In 1987, during my first week as a staff assistant to Senator Daniel Patrick Moynihan, the Senate overrode Presidents Reagan’s veto of the Highway Reauthorization bill.
The House vote was overwhelming (401-26) and the Senate vote just made the two-thirds constitutional requirement (67-33).
Infrastructure spending has always been bipartisan…until now.
Donald Trump, taking another bizarre stab at his “shadow presidency”, vilified Republican House members who supported President Biden’s Infrastructure Investment and Jobs Act (which is now law). The only way it would have been weirder would have been if Trump tried to veto it.
The reasons for his opposition could be partisan positioning, ideological opposition (purely on the price tag), or political jealousy.
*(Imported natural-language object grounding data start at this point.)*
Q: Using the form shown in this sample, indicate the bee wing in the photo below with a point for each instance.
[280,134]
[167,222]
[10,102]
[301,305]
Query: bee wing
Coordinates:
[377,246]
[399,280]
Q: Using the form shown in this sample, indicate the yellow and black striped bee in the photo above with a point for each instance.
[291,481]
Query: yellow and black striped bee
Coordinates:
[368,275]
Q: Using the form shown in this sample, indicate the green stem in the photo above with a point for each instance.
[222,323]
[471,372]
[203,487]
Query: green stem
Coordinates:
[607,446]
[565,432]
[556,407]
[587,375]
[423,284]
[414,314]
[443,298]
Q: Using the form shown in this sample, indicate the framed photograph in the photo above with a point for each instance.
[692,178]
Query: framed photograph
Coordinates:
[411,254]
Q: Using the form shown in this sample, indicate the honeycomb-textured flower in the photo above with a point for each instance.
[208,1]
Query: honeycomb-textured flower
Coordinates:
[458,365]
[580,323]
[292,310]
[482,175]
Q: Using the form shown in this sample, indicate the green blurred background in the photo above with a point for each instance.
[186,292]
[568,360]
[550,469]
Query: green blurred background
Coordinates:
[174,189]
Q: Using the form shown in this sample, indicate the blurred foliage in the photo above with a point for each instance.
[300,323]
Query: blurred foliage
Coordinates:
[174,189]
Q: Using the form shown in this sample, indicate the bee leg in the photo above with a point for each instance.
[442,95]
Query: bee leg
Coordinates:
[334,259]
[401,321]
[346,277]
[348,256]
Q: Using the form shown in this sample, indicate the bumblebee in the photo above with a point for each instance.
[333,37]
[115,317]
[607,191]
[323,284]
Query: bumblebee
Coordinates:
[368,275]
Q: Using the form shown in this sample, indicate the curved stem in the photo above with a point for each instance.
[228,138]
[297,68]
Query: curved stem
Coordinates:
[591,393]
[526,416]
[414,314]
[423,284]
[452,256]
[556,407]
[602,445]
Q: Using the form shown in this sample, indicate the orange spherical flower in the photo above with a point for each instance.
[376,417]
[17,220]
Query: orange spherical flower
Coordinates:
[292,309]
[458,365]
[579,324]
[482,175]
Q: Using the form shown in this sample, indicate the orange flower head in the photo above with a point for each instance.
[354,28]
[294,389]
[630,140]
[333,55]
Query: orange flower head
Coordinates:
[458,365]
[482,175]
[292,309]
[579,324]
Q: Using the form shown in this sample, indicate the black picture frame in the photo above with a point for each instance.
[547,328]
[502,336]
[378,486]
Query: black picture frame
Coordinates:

It is most likely political jealously. Infrastructure bills are widely supported by businesses, from Mom and Pop shops to corporate behemoths. Capital improvements on the government dime are, as they say in economics textbooks, “positive externalities”.
Complaints about the cost or its party authorship are easily countered by the realism of the phrase “all politics are local”. Representative Matthew Cawthorn (R-NC), who fought the bill and threatened to primary the 13 GOP House Members who supported it, took the time to issue press releases taking credit for the highway and bridge spending that would help the Tarheel State and his congressional district.
Donald Trump, who touted his deal making, negotiation skills, and ability to get things done on the campaign trail, failed miserably at the one good idea he clamped on during his presidency - infrastructure investment. He rolled out multiple “Infrastructure” weeks and at one point even had Speaker Paul Ryan and the GOP majority behind putting together a bill.
The failure of President Trump to get infrastructure done was more about his inability to figure out what he wanted than on finding a legislative majority to support it. Infrastructure spending has been broadly supported historically and opposition to it is usually comprise of factions at opposite ends of the political spectrum complaining that it “cost too much” or that “it is not enough”. Idealists on the Left or Right, by and large, are never happy.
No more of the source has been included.